© MCDC
Dernière ligne droite avant mes vacances (amplement méritées), avant un week-end à Lyon organisé par l’AROP, un détour par le Théâtre de la ville. Pink Lady doit avoir des pouvoirs magiques car elle a réussi à nous dégoter hors abonnement deux places pour voir Cunningham. J’étais donc ravie car je pensais vraiment passer à côté de ce dernier hommage au chorégraphe mort l’an passé. Trois ballets, trois ambiances dans un langage sans cesse renouvelé . De la danse pure et épurée, de quoi vous faire ressortir avec une impression de déjà vu et pourtant, c’est une danse dont le langage parait infini.
Suite for five commence. Un homme danse, puis la lumière s’éteint. C’est un trio qui s’ensuit, puis de nouveau un solo. La pièce est très sombre, les danseurs y sont
comme des puits de lumière. Le rythme est plutôt rapide. Les fouettés de Cunningham qui finissent en contraction attitude, ont ce côté très graphique, que j’apprécie dans les ballets. Je pense souvent à un stylo lumineux qui écrirait dans l’espace en faisant des lignes et des courbes, avec des pauses qui forment des points.
La deuxième pièce, Quartet, m’a beaucoup plus enchantée. J’ai trouvé cela plus fluide, plus liée. La pièce joue sur des décalages comme souvent chez Cunningham entre un
individu et un groupe. Il y a toujours un danseur hors du groupe, qui est là sans être avec les autres, parce que son rythme est plus lent ou plus rapide, parce sa danse n’a rien à voir avec la chorégraphie du groupe, ou tout simplement parce qu’il n’est pas dans la même direction. L’atmosphère de cette pièce m’a absorbée. Le regarde saut d’un danseur à l’autre, comme sur une partition de musique, où l’on suit les notes. Cette danse se fait et se défait sous les yeux d’une salle presque envoûtée par une chorégraphie très bien construite.

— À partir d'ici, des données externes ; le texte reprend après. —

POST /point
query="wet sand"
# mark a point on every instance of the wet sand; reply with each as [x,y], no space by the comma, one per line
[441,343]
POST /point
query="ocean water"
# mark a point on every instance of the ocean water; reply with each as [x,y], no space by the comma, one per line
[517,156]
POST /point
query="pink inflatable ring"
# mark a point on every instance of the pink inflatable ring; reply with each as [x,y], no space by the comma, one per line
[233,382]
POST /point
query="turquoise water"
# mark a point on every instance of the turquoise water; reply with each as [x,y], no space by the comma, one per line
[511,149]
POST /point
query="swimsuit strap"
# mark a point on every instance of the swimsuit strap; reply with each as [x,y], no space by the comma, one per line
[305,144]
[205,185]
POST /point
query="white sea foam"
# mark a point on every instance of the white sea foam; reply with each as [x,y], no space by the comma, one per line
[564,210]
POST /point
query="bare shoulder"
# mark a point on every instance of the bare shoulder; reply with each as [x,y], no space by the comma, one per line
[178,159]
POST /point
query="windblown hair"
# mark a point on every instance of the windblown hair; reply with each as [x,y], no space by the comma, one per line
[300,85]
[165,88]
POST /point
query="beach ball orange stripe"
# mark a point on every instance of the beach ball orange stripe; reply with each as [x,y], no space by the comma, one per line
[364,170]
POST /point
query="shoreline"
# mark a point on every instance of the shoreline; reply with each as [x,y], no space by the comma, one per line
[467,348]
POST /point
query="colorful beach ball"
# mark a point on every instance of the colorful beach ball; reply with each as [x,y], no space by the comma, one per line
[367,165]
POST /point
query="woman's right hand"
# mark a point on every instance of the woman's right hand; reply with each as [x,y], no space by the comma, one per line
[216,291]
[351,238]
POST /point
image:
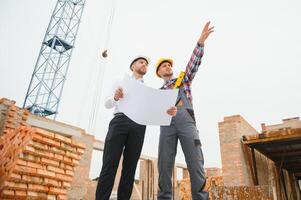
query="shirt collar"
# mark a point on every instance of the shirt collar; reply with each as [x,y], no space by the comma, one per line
[139,79]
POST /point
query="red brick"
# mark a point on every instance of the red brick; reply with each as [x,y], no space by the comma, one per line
[63,138]
[25,170]
[64,177]
[80,150]
[45,173]
[39,188]
[66,184]
[78,144]
[20,193]
[50,162]
[55,169]
[35,165]
[52,182]
[70,173]
[54,190]
[44,133]
[62,197]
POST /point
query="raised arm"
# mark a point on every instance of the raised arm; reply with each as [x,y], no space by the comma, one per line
[197,54]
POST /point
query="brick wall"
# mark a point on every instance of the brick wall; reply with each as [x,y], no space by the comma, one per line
[235,169]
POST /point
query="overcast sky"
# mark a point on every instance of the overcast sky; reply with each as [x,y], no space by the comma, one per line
[251,64]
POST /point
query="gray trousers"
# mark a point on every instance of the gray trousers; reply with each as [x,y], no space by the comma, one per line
[183,128]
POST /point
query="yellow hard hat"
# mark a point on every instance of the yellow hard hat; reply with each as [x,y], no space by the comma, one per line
[160,61]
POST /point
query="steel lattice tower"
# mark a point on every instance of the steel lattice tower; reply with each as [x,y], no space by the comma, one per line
[49,75]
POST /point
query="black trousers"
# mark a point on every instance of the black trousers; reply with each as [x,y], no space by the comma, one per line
[124,136]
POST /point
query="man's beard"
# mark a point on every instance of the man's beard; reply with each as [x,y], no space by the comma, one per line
[140,72]
[168,74]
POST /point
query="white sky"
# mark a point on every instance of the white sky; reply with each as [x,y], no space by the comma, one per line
[251,64]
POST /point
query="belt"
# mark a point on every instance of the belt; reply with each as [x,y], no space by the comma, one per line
[180,103]
[118,114]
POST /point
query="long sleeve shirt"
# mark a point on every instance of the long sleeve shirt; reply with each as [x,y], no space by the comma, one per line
[190,71]
[110,101]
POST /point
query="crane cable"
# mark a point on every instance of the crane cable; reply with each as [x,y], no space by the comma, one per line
[101,71]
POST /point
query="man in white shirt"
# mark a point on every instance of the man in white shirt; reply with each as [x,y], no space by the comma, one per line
[124,137]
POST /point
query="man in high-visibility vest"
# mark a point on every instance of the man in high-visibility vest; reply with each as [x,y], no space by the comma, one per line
[183,126]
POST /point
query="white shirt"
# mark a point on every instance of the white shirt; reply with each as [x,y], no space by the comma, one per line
[110,101]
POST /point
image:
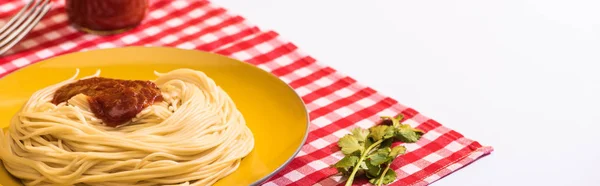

La dernière pièce… Xover … comment vous en parler… J’ai adoré la chorégraphie qui faisait un bond en avant dans le temps. Toujours avec ce vocabulaire très codifié
et des académiques blancs, qui mettent plus en valeur les corps que les couleurs vieillottes des années 80, Cunningham propose une pièce moderne, rythmée, où le groupe danse sur la pulsation des respirations. Cela ne pouvait pas être au son de la musique. Les danseurs de la MCDC découvrent toujours la musique en live (au moins pour la première et ils travaillent toujours en silence). Ce soir la musique était une succession de bruits qui m’ont cassé les tympans. Quand la musique porte la danse, puis qu’il y a cette sorte d’union magique, c’est merveilleux. J’aime aussi quand la musique est en décalage, mais qu’elle est aussi un objet de plaisir. Là j’aurai préféré voir la pièce dans un silence religieux. Des crissements, une chanteuse qui baragouine ou hurle dans une langue que l’on ne comprend pas, des bruits qui claquent, qui frappent, des sons trop forts qui m’ont gâché la danse que j’ai pourtant trouvé si belle.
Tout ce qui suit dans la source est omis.